What it does

Entropy-encodes a byte stream using GPU-accelerated rANS (range Asymmetric Numeral Systems) coding via the vendored dietGPU kernel library. Forward pass produces a self-describing ANS bitstream (ANSCoalescedHeader + rANS data); inverse pass reconstructs the original bytes exactly.

Forward: uint8_t[] → ANS bitstream (ANSCoalescedHeader + rANS data)
Inverse: ANS bitstream → uint8_t[] Exact reconstruction

The stage is byte-transparent: its input and output DataType is UNKNOWN, so the pipeline does not enforce type compatibility at the connection point. This allows ANSStage to accept any upstream output as raw bytes — most commonly the uint16_t quantization codes produced by LorenzoQuantStage or QuantizerStage.

Stage settings

Setting	Type	Default	Purpose
`setProbBits(n)`	`uint8_t`	`10`	ANS probability resolution (table size = 2^n)

prob_bits limitation

Only prob_bits=10 is supported in this build. The dietGPU rANS kernels are compiled as explicit template instantiations for kANSDefaultProbBits=10 in modules/coders/ans/dietgpu/GpuANS.cu. Calling setProbBits(n) with n != 10 and then calling execute() throws std::runtime_error. The setter is reserved for a future build that adds instantiations for prob_bits 9 and 11.

Typical pipeline

Standalone (byte array input)

Pipeline p(in_bytes, MemoryStrategy::PREALLOCATE);
auto* ans = p.addStage<ANSStage>();
p.finalize();
 
p.compress(d_in, in_bytes, stream);

cuSZ-style Lorenzo + ANS

Pipeline p(in_bytes, MemoryStrategy::PREALLOCATE);
 
auto* lrz = p.addStage<LorenzoQuantStage<float, uint16_t>>();
lrz->setErrorBound(1e-3f);
lrz->setQuantRadius(512);
lrz->setZigzagCodes(true);   // maps codes to [0, 1024] — compact symbol range
 
auto* ans = p.addStage<ANSStage>();
p.connect(ans, lrz, "codes");  // must connect to "codes" port, not "output"
p.finalize();

Why zigzag_codes=true: Raw signed-delta codes from LorenzoQuantStage span a sparse subset of the full uint16 range. Zigzag remaps them to a compact [0, 2*radius-2] range, concentrating the probability mass and improving rANS compression ratio.
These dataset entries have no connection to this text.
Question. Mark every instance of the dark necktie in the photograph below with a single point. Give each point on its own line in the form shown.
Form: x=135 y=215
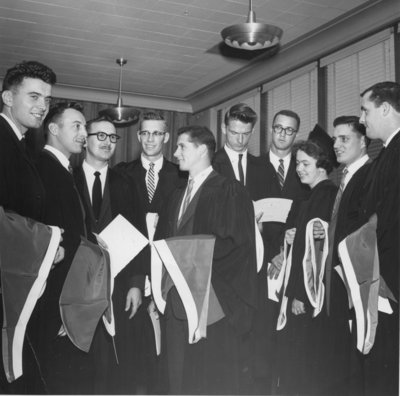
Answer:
x=151 y=184
x=281 y=173
x=187 y=198
x=96 y=195
x=331 y=236
x=240 y=167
Without zigzag, most of the 256-bucket histogram will be near zero, wasting table entries.

TOML configuration

[[stage]]
name      = "ans"
type      = "ANS"
prob_bits = 10        # optional; only 10 is currently supported
inputs    = [{from = "lrz", port = "codes"}]

Execution flow (CPU–GPU movement pattern)

Forward pass

GPU  ←input uint8_t[]                                  output ANS bitstream→
  1. cudaMemsetAsync — zero histogram (256 × uint32_t)
  2. GPU_histogram_generic<uint8_t> — 256-bucket privatized histogram
  3. ansCalcWeights — normalize histogram → encode table (uint4[256])
  4. ansEncodeBatch<10, 4096> — warp-parallel rANS encode, 1 warp/block
  5. batchExclusivePrefixSum — align compressed word counts
  6. ansEncodeCoalesceBatch<64> — pack blocks into contiguous output stream
     └─ cudaMemcpyAsync D2H + cudaStreamSynchronize ◄── HOST BARRIER
        (reads ANSCoalescedHeader to determine actual_output_size_)

Inverse pass

GPU  ←input ANS bitstream                              output uint8_t[]→
  1. cudaMemcpyAsync D2H + cudaStreamSynchronize ◄── HOST BARRIER
     (reads ANSCoalescedHeader: prob_bits, num_blocks, uncompressed word count)
  2. ansDecodeTable<256> — build 1024-entry decode lookup table on GPU
  3. ansDecodeKernel<128, 10, 4096> — occupancy-tuned warp-parallel decode

Consequence: one host barrier per compress call, one per decompress call — the stage is not CUDA Graph compatible. isGraphCompatible() returns false.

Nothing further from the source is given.